Les officiers se consultèrent. L'un d'eux dit:—"On ne saurait lui donner plus de quinze ans." On le renvoie à son cachot. Werner attend avec anxiété le jugement que l'on va porter contre lui. Il attend en vain, mais quelques semaines après, on vient le chercher dans sa cellule, et il est amené à la Stadvogtei. C'est là que nous avons fait sa connaissance, et c'est lui-même qui nous a relaté ces divers incidents qui nous ont paru souverainement intéressants.
Il resta à la prison pendant cinq ou six mois, après quoi on le sollicita de nouveau de rentrer dans les cadres de l'armée allemande. Il refusa catégoriquement et enfin, on lui fit tenir un document officiel émanant des plus hauts tribunaux militaires de l'Empire, l'exonérant de l'accusation de désertion qui avait été portée contre lui.
Werner fut alors transféré au camp de Holzminden, et quelques mois plus tard, un prisonnier venu de ce camp, et que j'interrogeais au sujet de Werner, me dit:—"Il y a longtemps déjà qu'il a déserté.
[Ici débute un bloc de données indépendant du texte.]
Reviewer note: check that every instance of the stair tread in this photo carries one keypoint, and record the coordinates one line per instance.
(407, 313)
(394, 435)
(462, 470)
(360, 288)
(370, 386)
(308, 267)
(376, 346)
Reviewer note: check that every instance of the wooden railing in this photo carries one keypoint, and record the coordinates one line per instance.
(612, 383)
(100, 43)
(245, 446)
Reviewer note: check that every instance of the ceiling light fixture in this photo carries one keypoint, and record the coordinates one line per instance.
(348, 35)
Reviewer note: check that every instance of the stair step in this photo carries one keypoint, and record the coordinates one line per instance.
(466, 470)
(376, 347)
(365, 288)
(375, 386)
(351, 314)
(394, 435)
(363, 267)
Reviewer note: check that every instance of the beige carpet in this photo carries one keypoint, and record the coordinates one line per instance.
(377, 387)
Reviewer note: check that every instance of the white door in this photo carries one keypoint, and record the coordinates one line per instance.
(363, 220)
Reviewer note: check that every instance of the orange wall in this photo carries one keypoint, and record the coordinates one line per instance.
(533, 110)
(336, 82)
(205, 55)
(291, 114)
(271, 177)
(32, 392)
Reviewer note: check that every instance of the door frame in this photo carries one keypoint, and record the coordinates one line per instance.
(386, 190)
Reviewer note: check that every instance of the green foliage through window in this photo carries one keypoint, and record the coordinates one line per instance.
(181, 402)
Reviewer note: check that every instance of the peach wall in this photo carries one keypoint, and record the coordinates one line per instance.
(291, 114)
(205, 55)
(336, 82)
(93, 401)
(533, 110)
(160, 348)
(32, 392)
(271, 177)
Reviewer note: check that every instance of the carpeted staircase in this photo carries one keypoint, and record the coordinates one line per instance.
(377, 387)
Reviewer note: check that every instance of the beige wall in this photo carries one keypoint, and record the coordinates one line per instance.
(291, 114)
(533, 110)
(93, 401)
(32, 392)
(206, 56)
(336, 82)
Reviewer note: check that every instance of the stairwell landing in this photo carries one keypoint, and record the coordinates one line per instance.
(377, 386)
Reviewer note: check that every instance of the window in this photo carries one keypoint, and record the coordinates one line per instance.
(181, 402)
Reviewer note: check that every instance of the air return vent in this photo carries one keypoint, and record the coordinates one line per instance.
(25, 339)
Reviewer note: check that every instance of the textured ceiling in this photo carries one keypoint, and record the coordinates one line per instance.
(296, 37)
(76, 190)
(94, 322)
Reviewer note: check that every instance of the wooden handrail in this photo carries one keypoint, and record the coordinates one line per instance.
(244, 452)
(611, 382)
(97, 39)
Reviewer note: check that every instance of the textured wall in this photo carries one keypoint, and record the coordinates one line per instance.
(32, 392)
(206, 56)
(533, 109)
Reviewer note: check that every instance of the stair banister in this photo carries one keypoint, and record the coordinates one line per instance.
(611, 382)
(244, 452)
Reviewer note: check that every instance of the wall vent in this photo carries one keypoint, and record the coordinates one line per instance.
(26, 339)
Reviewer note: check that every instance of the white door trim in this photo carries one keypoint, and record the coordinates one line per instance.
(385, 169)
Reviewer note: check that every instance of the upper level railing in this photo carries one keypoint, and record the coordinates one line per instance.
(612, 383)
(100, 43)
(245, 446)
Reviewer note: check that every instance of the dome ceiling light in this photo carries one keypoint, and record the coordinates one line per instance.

Il a même réussi à passer en Hollande, et nous avons appris par correspondance qu'il était dans l'armée belge, combattant ceux qui ont voulu l'enrégimenter de force."
Chapitre XXII
ÉVASIONS
Dans la vie de prison, la question de s'évader est constamment à l'ordre du jour: tous les prisonniers caressent l'espoir de reconquérir leur liberté par force ou par ruse; mais, même parmi les plus audacieux et les plus habiles, il en est peu qui réussissent. Au cours des trois années que j'ai passées à la Stadvogtei, plusieurs évasions sensationnelles ont eu lieu. Il serait trop long d'en entreprendre ici le récit détaillé. Je ne ferai mention que des cas les plus exceptionnels, comme ceux de MM. Wallace Ellison et Eric Keith qui s'échappèrent deux fois du camp de Ruhleben, et une autre fois de la prison même où j'étais.
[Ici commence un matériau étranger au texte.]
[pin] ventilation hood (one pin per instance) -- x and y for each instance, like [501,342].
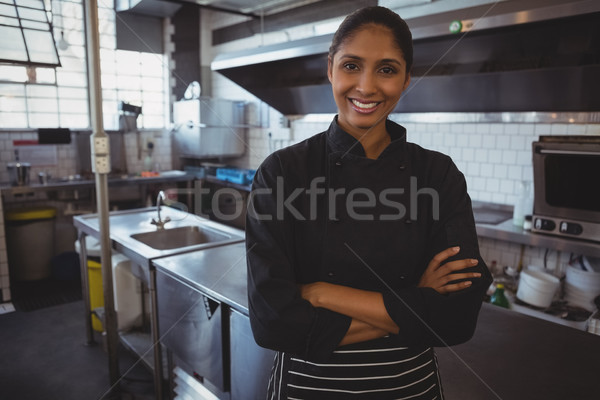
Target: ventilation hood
[517,56]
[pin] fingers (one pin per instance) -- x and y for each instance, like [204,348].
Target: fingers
[455,287]
[440,257]
[445,254]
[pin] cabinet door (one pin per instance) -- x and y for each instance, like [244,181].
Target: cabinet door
[190,325]
[250,363]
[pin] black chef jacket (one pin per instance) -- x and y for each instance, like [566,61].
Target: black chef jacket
[321,211]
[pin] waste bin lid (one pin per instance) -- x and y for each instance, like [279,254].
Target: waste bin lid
[92,247]
[27,214]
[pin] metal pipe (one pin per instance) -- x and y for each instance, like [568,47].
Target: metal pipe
[85,288]
[95,90]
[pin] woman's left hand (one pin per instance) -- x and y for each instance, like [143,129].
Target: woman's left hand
[312,292]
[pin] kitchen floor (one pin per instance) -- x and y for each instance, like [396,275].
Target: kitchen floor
[43,356]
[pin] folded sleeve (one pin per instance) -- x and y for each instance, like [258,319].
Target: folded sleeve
[423,315]
[280,318]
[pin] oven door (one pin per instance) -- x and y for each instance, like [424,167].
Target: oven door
[567,188]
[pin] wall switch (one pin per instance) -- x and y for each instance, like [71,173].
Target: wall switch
[100,150]
[281,134]
[100,145]
[101,164]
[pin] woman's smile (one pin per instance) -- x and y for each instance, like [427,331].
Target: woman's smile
[364,106]
[368,76]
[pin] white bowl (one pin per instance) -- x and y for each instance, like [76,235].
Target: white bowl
[582,278]
[537,288]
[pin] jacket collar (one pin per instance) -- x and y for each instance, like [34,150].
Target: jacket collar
[341,141]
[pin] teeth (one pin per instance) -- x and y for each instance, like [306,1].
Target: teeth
[362,105]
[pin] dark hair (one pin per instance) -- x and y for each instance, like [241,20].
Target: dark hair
[379,16]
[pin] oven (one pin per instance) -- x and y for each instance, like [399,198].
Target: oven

Au début de la guerre, ces deux Anglais habitaient l'Allemagne. L'un, M. Ellison, était employé de la United Shoe Machinery Company à Francfort. Quant à M. Keith, dont j'ignore quelle fut l'occupation ante bellum, il était, si je me rappelle bien, né en Allemagne de parents anglais.
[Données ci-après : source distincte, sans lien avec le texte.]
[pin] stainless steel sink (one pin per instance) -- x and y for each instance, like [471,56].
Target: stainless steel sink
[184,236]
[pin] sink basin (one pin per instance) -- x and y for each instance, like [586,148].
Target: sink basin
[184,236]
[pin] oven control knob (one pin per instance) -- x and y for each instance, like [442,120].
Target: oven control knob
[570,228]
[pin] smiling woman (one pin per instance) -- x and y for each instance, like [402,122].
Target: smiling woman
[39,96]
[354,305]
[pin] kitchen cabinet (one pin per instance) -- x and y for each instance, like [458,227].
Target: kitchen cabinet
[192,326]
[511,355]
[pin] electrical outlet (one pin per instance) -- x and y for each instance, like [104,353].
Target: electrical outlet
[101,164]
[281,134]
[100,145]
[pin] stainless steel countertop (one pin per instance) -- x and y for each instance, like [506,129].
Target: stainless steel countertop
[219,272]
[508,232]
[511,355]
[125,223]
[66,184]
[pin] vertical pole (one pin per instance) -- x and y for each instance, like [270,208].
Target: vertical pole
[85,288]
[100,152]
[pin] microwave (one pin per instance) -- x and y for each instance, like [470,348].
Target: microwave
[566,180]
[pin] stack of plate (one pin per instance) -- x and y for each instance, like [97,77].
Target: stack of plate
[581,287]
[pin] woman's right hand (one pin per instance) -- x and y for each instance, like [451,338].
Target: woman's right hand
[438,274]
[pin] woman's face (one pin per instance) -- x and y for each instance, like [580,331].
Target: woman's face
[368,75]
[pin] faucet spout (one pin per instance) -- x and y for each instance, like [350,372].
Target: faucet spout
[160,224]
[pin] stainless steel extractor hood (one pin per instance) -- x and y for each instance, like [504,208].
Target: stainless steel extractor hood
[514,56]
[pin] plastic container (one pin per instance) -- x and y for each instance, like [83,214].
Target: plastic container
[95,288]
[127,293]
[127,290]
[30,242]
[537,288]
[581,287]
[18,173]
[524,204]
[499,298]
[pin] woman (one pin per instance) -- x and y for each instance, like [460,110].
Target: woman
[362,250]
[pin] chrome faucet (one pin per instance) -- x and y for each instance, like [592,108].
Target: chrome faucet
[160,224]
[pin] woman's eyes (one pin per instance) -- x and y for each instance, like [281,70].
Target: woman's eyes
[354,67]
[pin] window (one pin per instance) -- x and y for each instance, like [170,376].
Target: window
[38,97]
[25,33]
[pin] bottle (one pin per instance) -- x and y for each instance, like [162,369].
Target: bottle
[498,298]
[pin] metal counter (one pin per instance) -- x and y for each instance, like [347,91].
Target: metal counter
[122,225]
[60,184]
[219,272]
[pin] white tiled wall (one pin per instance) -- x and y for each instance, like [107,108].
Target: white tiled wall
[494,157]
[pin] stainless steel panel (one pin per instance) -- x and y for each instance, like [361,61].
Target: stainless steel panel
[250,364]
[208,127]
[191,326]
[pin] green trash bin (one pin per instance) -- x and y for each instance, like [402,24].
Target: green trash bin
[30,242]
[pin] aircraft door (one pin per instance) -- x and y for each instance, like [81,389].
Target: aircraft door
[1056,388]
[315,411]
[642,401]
La première évasion de ces deux prisonniers eut lieu du camp de Ruhleben à peu près vers le même temps mais pas exactement au même moment, chacun agissant de sa propre initiative. Mais tous deux eurent la malchance de tomber entre les mains des gardes prussiennes au moment où ils allaient atteindre la frontière hollandaise. Ramenés à la prison, à Berlin, ils écopèrent une sentence de plusieurs mois de cellule. M. Ellison, en particulier, fut quatre mois et demi au secret, et ne pouvant recevoir d'autre nourriture que celle qui était distribuée chaque jour, laquelle consistait en un morceau de pain avec les deux soupes traditionnelles.